Another area of leadership involves demonstrating that you can shape your career as long as you know what you want and work toward that in obvious and subtle ways. Don’t assume that others know what you want; you have to share that with the right people, demonstrate your capability, and learn the lingo and behaviors of the desired position. You must believe it’s yours, have confidence, and “act as if.” Almost every job I have had was earned through my clarity on what I wanted to do next, taking on the work of that job, and then getting it. Someone told me recently that I had shown them that there is a career path they never considered possible from where they were. That made me so happy.  

Finally, a key aspect of leadership was growing into someone who isn’t afraid of sharing ideas, asking questions, and having discussions with the right person, whether they are a department leader, subject matter expert, client account manager, or on the executive leadership team. It’s especially true in an employee-owned company – we all are employee owners, regardless of our title.   

Proudest achievement at Weston: I am proud of being on the Women’s Council and working to roll out a mentorship program firmwide. We have done our beta testing and by the end of 2023, we hope to have the fully operational program shared across Weston. Weston women (and a lot of our men) have shown that they want to grow, and we have provided them various trainings, networking opportunities, and now the avenue of targeted mentoring. This program will help make the participants feel supported and ready for their next challenge. 

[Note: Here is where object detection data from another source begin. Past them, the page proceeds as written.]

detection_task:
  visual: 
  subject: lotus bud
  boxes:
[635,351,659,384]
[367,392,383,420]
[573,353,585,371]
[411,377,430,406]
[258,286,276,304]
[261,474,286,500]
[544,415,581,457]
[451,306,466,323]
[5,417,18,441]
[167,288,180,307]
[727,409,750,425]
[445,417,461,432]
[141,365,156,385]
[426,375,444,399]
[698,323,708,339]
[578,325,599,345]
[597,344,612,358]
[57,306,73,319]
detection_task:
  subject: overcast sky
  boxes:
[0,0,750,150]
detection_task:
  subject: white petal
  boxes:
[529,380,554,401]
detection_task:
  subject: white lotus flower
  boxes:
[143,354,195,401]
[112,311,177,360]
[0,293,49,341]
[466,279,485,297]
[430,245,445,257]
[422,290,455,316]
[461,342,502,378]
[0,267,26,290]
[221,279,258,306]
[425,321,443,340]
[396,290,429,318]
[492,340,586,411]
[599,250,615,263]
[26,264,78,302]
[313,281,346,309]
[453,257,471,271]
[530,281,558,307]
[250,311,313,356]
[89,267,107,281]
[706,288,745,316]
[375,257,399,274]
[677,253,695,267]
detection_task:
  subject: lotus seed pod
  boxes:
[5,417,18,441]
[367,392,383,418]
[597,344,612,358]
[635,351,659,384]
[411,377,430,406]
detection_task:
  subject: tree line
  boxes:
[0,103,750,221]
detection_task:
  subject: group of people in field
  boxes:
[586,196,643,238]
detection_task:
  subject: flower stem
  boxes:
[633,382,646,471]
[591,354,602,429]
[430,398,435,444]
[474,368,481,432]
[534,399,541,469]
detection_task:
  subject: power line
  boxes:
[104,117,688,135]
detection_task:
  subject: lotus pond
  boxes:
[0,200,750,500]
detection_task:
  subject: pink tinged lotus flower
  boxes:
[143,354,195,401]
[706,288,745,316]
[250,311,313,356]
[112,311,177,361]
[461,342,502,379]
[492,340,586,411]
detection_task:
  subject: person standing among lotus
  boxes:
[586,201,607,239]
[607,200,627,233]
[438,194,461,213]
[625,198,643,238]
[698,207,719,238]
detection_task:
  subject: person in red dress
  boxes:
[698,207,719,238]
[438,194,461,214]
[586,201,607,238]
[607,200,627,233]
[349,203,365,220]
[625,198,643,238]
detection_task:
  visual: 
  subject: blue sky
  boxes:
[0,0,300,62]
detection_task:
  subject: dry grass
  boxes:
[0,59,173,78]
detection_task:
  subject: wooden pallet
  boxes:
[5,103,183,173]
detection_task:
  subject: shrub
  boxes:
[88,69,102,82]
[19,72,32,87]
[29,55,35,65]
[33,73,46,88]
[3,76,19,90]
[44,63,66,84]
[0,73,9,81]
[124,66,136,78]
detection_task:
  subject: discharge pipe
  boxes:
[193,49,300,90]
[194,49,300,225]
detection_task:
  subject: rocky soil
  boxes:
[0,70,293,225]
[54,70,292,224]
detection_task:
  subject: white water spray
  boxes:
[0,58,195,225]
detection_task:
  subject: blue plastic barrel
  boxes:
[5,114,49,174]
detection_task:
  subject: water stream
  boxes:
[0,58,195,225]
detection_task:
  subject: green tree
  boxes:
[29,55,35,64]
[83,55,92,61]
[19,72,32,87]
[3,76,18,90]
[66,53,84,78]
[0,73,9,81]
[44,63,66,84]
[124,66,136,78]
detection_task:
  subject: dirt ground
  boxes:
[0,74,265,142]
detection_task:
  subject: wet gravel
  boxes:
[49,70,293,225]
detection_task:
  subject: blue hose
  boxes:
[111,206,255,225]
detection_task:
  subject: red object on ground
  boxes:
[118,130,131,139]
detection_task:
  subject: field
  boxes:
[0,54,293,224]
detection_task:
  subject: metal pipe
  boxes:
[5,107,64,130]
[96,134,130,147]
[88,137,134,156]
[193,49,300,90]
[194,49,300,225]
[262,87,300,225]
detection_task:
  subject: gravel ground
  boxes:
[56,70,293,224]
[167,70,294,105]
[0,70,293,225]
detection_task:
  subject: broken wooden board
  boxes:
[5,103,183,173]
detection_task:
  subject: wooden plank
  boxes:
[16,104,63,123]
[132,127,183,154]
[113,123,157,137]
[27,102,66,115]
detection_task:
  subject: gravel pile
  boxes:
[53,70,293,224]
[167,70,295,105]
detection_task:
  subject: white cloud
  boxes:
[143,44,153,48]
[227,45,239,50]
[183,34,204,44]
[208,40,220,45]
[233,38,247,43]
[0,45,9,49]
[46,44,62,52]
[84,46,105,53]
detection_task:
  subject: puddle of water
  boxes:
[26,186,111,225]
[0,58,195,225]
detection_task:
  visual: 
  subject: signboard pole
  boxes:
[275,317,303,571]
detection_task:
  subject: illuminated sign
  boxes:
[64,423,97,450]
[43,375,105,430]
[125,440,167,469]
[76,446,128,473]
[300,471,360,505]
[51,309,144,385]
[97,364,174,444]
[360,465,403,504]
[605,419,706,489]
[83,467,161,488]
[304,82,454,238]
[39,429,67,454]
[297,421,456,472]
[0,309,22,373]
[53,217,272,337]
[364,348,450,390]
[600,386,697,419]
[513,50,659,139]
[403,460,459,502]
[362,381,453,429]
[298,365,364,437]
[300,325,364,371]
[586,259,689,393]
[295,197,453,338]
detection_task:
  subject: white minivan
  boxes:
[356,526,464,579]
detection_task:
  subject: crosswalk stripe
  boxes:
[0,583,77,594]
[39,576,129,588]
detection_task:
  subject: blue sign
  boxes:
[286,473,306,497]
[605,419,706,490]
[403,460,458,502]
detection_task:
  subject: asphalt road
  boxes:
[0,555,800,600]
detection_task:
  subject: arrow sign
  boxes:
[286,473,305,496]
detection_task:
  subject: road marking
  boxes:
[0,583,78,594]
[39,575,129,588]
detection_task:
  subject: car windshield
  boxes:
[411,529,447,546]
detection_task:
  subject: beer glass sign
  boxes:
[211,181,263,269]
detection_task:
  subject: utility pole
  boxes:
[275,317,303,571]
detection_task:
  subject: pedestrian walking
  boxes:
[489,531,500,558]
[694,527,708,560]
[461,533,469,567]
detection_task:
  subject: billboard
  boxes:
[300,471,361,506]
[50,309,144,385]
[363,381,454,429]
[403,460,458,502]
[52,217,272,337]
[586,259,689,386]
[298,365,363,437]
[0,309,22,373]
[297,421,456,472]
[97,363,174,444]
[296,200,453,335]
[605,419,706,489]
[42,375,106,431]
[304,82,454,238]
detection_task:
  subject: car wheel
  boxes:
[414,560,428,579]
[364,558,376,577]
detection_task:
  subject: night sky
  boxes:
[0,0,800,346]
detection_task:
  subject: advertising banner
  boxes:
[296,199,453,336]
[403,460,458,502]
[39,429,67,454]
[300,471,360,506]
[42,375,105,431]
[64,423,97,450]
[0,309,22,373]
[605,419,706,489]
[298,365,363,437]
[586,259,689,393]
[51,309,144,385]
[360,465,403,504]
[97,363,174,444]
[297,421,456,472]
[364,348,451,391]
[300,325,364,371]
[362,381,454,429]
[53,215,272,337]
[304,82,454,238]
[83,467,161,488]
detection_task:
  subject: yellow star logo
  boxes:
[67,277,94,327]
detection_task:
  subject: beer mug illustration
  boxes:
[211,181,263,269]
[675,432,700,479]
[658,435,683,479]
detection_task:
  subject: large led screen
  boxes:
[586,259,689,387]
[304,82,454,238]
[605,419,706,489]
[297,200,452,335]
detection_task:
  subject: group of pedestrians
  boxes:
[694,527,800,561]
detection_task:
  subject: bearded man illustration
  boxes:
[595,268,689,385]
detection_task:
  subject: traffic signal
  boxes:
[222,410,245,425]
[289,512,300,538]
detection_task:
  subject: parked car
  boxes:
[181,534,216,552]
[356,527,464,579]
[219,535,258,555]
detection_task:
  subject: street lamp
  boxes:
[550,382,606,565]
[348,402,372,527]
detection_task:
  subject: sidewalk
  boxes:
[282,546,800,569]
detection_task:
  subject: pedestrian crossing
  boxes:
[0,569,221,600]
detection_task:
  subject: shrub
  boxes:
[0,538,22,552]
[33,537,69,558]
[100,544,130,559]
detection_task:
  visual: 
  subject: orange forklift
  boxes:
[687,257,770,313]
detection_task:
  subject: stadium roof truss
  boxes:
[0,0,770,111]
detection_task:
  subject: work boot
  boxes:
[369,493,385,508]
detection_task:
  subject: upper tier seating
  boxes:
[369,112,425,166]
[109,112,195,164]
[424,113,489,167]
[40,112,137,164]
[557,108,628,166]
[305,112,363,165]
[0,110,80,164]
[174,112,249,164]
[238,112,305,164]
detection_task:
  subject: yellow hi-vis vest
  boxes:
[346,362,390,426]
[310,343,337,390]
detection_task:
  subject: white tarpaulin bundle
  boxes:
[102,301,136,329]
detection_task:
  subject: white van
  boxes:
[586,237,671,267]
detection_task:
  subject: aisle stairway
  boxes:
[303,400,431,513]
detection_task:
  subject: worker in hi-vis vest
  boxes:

Advice on encountering bias in the industry: Don’t let them get into your head. One of my mentors has repeatedly told me that although she wasn’t an engineer or a male in this environmental services industry, she succeeded. If she could, I can. And she was right.  

Another bit of advice: learn to speak up if you’re interested in a job, even if you don’t check 100% of the boxes. You can learn that 10% you are missing on the job. If you don’t speak up, someone else will (often a male) and they will get the job or assignment. That was a hard lesson I learned early in my career. Not speaking up for myself in a specific opportunity set my career back years and haunted me emotionally for decades.   

Lastly, learn to work with a full breadth of personalities. Exposure to and working with people with all kinds of temperaments and biases helps melt away bias; it’s hard to be prejudiced against someone you know. Try not to take bias personally, and if it gets to be too much, find a new work environment that is more nurturing of your career. 

On diversity and inclusion and professional life: I grew up in an environment that lacked a lot of diversity: I was the very pale minority in a Latino community on the Texas border. Looking back, I loved that immersion, and it helped me value other cultures and ways of being that I may not have embraced had I not been in this environment. Traveling around the world has shown me that each culture brings so much value to me personally and to humanity. I am so grateful to have people in my life who don’t look like me, think like me, worship like me, or love exactly like me. We are beautiful colorful shards that make up a stunning stained-glass mosaic. Diversity strengthens us all. It gives our company a wider perspective and pool of knowledge.  

On creating real change around diversity issues on a larger scale: Actions speak the loudest. For Weston, we have begun to take a stand for diversity with things like blind resume reviews in hiring, having a Diversity & Inclusion and Women’s Network group to raise ideas for improvement, and having awareness training across the company.   

In my personal community, my husband and I demonstrated our commitment to supporting our neighbors, even those who thought we were too different to approach. We brought food for a neighbor in hospice, enabling her family to be at her bedside rather than spend precious time cooking. Small actions like that have brought the community together in ways I hadn’t foreseen. You cannot easily hate someone once you get to know them and understand what’s driving their behavior. I think we all must reach out and be there for each other without judgement or conditions. That’s what will change minds; not rigid discourse, violence, or separation.